Europoseł Kosma Złotowski na pierwszym wystąpieniu merytorycznym w trwającej eurokampani mówił o swojej aktywności w komisji TRAN, w kwestiach dotyczących pakietu mobilności, który uderza w polskie firmy transportowe. Zdaniem Złotowskiego udało się te zapisy złagodzić. Polityk przestrzega też przed nowymi zagrożeniami, które mają wynikać z Zielonego Ładu.
– W komisji transportu przez te wiele lat udało się kilka rzeczy zrobić. Były tam sprawy związane z pakietem mobilności – udało się ten pakiet mobilności po pierwsze opóźnić jego wejście w życie, po drugie uchwalić go w taki sposób, że nie był on tak dotkliwy dla polskich wschodnioeuropejskich firm transportowych jak to było planowane – mówił europoseł Kosma Złotowski, na konferencji prasowej zorganizowanej na terenie jednej z podbydgoskich firm logistycznych, zlokalizowanej przy drogach S5/S10. Przykładem takich niekorzystnych
pomysłów miał być wymóg, aby samochód ciężarowy raz na trzy tygodnie musiał się meldować w miejscu, gdzie został zarejestrowany. Zdaniem Złotowskiego sprawiłoby to, że tiry woziłyby powietrze, co ostatecznie przekonało Komisję Europejską do odejścia od tego zapisu.
Zdaniem Złotowskiego najbliższe lata w Parlamencie Europejskim będą kluczowe dla tej branży – Dla transportu, zwłaszcza używający samochodów ciężarowych nadchodzą bardzo trudne czasy.
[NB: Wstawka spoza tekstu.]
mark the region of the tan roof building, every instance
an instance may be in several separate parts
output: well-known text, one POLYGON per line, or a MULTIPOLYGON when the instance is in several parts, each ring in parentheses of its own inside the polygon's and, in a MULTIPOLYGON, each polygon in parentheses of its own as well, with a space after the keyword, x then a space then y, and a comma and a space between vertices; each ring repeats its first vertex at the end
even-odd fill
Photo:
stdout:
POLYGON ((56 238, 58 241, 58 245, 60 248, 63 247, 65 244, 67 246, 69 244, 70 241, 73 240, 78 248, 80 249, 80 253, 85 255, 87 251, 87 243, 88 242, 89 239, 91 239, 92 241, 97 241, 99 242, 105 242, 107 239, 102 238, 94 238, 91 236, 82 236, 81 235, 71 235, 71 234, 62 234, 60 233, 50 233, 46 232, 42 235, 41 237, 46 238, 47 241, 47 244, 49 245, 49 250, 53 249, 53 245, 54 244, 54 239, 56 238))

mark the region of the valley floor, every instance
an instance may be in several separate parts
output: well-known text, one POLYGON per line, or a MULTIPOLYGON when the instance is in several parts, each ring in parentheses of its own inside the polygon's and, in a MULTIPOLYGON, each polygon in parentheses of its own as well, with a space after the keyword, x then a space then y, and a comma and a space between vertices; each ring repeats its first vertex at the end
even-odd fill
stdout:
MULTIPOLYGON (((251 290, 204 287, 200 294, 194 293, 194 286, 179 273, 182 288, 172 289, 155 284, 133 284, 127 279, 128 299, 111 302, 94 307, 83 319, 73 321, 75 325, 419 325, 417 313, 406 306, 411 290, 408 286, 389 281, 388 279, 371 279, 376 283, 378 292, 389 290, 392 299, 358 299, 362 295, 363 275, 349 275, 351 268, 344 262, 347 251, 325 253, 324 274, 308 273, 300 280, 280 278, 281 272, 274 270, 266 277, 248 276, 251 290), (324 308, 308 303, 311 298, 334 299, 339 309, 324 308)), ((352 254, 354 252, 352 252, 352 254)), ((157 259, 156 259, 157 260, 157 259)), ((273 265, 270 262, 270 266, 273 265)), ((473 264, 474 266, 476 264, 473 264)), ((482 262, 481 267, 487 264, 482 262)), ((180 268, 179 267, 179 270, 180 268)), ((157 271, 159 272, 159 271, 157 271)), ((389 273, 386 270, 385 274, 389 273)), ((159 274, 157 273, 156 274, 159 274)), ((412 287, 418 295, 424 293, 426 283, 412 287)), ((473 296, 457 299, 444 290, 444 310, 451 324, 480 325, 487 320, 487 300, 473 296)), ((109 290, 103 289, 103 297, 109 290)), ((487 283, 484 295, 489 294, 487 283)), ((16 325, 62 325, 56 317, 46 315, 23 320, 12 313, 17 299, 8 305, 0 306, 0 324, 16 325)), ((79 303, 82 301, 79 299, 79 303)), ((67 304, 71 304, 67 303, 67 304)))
Wymogi które stawia Komisja Europejska w związku z Zielonym Ładem sprawiają, że po 2035 roku cała flota będzie musiała być wymieniona na samochody elektryczne, ale wcześniej zaostrzone będą normy spalania.
Według europosła, który zabiega o kolejną kadencję, koszty transportu uderzą we wszystkich konsumentów, bo drożej zapłacimy za produkty w sklepach – To sprawia, że koszty transportu w Unii Europejskiej będą bardzo wysokie, a to uderza w polskie firmy transportowe, bo my jeździmy na tych najdłuższych dystansach, w przeciwieństwie do transportowców niemieckich i francuskich, którzy jeżdżą na krótszych dystansach. Stoimy przed nowymi zagrożeniami.
Złotowski zapowiedział, że jak zostanie wybrany na kolejną kadencję, to dalej będzie chciał pracować w komisji TRAN.